Lung Inflammation in STING-Associated Vasculopathy with Onset in Infancy (SAVI)

Abstract

STING-associated vasculopathy with onset in infancy (SAVI) is a type I interferonopathy caused by gain-of-function mutations in STING1 encoding stimulator of interferon genes (STING) protein. SAVI is characterized by severe inflammatory lung disease, a feature not observed in previously described type I interferonopathies i.e., Mendelian autoinflammatory disorders defined by constitutive activation of the type I interferon (IFN) pathway. Molecular defects in nucleic acid metabolism or sensing are central to the pathophysiology of these diseases, with such defects occurring at any step of the tightly regulated pathway of type I IFN production and signaling (e.g., exonuclease loss of function, RNA-DNA hybrid accumulation, constitutive activation of adaptor proteins such as STING). Among over 30 genotypes, SAVI and COPA syndrome, whose pathophysiology was recently linked to a constitutive activation of STING signaling, are the only type I interferonopathies presenting with predominant lung involvement. Lung disease is the leading cause of morbidity and mortality in these two disorders which do not respond to conventional immunosuppressive therapies and only partially to JAK1/2 inhibitors. In human silicosis, STING-dependent sensing of self-DNA following cell death triggered by silica exposure has been found to drive lung inflammation in mice and human models. These recent findings support a key role for STING and nucleic acid sensing in the homeostasis of intrinsic pulmonary inflammation. However, mechanisms by which monogenic defects in the STING pathway lead to pulmonary damages are not yet fully elucidated, and an improved understanding of such mechanisms is fundamental to improved future patient management. Here, we review the recent insights into the pathophysiology of SAVI and outline our current understanding of self-nucleic acid-mediated lung inflammation in humans.
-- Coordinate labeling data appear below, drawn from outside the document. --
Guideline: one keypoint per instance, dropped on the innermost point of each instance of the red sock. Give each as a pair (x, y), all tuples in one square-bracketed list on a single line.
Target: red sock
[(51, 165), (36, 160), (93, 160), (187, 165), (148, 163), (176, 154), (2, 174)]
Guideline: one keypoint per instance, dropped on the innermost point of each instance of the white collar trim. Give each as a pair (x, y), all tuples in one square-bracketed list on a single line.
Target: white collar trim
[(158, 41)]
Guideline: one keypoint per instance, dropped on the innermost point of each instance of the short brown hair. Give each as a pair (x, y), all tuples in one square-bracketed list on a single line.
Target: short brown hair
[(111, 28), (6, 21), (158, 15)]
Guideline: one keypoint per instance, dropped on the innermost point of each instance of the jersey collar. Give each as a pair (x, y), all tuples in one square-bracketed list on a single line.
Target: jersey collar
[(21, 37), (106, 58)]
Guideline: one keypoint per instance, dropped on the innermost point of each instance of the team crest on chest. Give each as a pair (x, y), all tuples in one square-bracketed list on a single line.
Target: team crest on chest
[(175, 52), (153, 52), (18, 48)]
Keywords: STING-associated vasculopathy with onset in infancy; interferons; nucleic acid sensing.

Figure 1

STING Signaling. (A,B) Upon DNA sensing by cGAS, cGAMP binds to wild-type (WT) STING. STING trafficks then to the Golgi and undergoes post-translational modifications. STING activation in the Golgi leads to type I interferon (IFN) production, NF-κβ pathway activation, and cell death induction through endoplasmic reticulum (ER) stress. STING trafficking is normally controlled through retro-transport to the ER via COPA and by trafficking to the autophagosome, where it is degraded. (C) When affected by a gain-of-function mutation, STING is constitutively activated in the Golgi in a cGAMP-independent manner and enhances constitutive type I IFN production through IRF3 phosphorylation and inflammatory cytokine production by activating the NF-κβ pathway. STING constitutive activation in the Golgi also induces ER stress, which can further lead to cell death. Finally, reduction of STING clearance by autophagy is described in the context of STING gain-of-function. Adapted from Frémond et al., J Clin Immunol, 2021. Created with biorender.com, accessed on 26 November 2021, last accessed on 13 January 2022.

Figure 2

Schematic Representation of STING Protein Encoded by STING1 Gene and Localization of Disease-Causing Mutations. * indicates homozygous mutations.

Figure 3

Representative Lung Imaging and Pathology in SAVI. (A,B) Coronal and axial image of a chest computed tomography (CT) scan from a SAVI patient showing interstitial lung disease with ground glass opacities, cysts, and septal wall thickening. (C,D) Lung tissue section biopsy from a SAVI patient showing lymphoid infiltrate consisting mainly of CD20+ cells. Original magnification: ×40 (C; scale bars, 100 µm), ×10 (D; scale bars, 400 µm) Adapted from Jeremiah et al., J Clin Invest, 2014 and Frémond et al., J Allergy Clin Immunol Pract, 2021.